Plumberparts has an appropriate video for this (and he also looks like the ‘dame’ actor from It Ain’t Half Hot Mum).
I know what you mean but the funny thing is my safety thoughts have gone into the opposite direction. As I have got older I have become more aware that I might get dizzy or slip while having a shower, disorientated by having eyes shut against the soap.
So I have taken fewer and fewer showers, I have a bidet to take care of all below the waist and a large wash bowl to have a strip wash above it.
My answer has been to re-import the shower chair insisted upon by the nurses who treated my wife in her final year, and with careful use of grab handles on the wall, have a sit down shower. Heavenly, but no comparison with soaking allongee in a hot bath.
I have both a walk in Italian shower in one bathroom(the old fashioned trays are not fitted any more in new builds) and a full bath in the other and love to switch between the two. However the OP needs to make sure that the VMC is above each and the toilet(s) if separate as is the norms for ventilation and must be where there is all water being used including the kitchen and utility room.
Had my last bath on 14th December last year, the evening bfore completion of our French home.
Have always loved a long soak but times change.
Our new home has both a walk in shower and a bath so my wife can still choose the bath but more often than not she now prefers the shower.
The walk in shower is fantastic, a large wet area that is safe and easy to use with none slip tiles and an amazing drainage system connected to a gizzmo that harnesses the heat from the waste water to return the heat into the house system.
Showers all the time for me.
I recently renewed the vmc and ductwork so no problem there. We currently shower in the bath so no change there.

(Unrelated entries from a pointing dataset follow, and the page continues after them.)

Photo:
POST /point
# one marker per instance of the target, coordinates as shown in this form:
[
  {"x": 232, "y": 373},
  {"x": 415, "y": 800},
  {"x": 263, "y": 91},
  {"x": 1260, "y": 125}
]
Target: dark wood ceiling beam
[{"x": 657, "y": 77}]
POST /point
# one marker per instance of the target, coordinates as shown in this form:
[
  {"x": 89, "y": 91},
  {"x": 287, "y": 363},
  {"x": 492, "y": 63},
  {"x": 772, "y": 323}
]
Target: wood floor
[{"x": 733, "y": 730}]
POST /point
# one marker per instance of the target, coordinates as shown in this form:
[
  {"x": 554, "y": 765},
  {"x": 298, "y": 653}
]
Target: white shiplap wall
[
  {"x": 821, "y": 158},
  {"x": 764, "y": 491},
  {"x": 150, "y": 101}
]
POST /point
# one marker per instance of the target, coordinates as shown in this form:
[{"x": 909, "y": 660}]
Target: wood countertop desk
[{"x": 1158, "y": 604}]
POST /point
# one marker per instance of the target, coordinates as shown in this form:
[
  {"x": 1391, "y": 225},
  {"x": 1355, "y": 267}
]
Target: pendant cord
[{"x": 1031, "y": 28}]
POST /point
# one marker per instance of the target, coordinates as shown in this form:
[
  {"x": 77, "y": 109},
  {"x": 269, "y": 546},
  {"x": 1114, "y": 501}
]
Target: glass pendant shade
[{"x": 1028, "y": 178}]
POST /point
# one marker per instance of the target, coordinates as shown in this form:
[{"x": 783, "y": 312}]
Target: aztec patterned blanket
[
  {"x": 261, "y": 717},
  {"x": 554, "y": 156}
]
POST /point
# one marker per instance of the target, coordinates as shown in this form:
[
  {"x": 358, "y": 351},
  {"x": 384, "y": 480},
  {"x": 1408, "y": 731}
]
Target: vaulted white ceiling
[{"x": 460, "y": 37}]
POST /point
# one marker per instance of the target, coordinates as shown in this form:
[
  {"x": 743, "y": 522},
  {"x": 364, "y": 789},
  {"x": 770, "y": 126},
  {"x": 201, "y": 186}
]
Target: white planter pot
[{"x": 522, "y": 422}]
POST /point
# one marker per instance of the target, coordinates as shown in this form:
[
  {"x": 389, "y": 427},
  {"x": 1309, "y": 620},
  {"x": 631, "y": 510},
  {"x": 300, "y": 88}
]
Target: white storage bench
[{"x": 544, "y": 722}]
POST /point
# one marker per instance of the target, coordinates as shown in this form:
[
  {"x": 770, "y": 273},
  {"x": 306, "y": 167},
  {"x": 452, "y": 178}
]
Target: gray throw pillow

By the way, one can buy a stool for the shower.
We alternate, bath and shower, our bath being big enough for 2. We’ve never owned a home with extractor, and it just hasn’t seemed necessary for those houses.
What a good idea, mind you I would have to build a double bath sized new annex to contain one, wonder if it is worth it at my time of life, the only sharer on offer at the moment, is Jules.
I don’t know if you’ve lived in more recently constructed houses but they tend to have fewer gaps in doorways, windows, floors that allow ventilation. The place we bought here in France is our first modern house. Although there are very few draughts , we still get cold air currents that develop at the double glazed windows and patio doors. We need insulated curtains. I think a vmc is more important in modern houses.
My own experience is that the risk of slipping in a bath is far greater than in a shower. Many baths - I had one myself - do not have flat bottoms and sides at right angles. The sides curve from the bottom up the sides. My bath had a flat section down the centre of about 30% the width of the bath. Dangerous.
I have often slipped by stepping on the curve, never resulting in injury, fortunately but I have fallen into the bath.
Getting into and , especially out of, a bath a risk every time.
The other aspect is water quality. I have given up visiting a couple of friends in London who refuse to have a shower, even over the bath, for ‘aesthetic’ reasons.
London water is so hard that a bath at their place is to sit in gallons of scummy water. My friends would rather do that - and maintain the look of their bathroom [carpeted floor inc] - than save water, energy, time and be cleaner.
I think I saw a recent reg that restricts the height of a shower plinth to XXmm. It seemed very low, making fitting plumbing below the tray dependent on having space below the floor.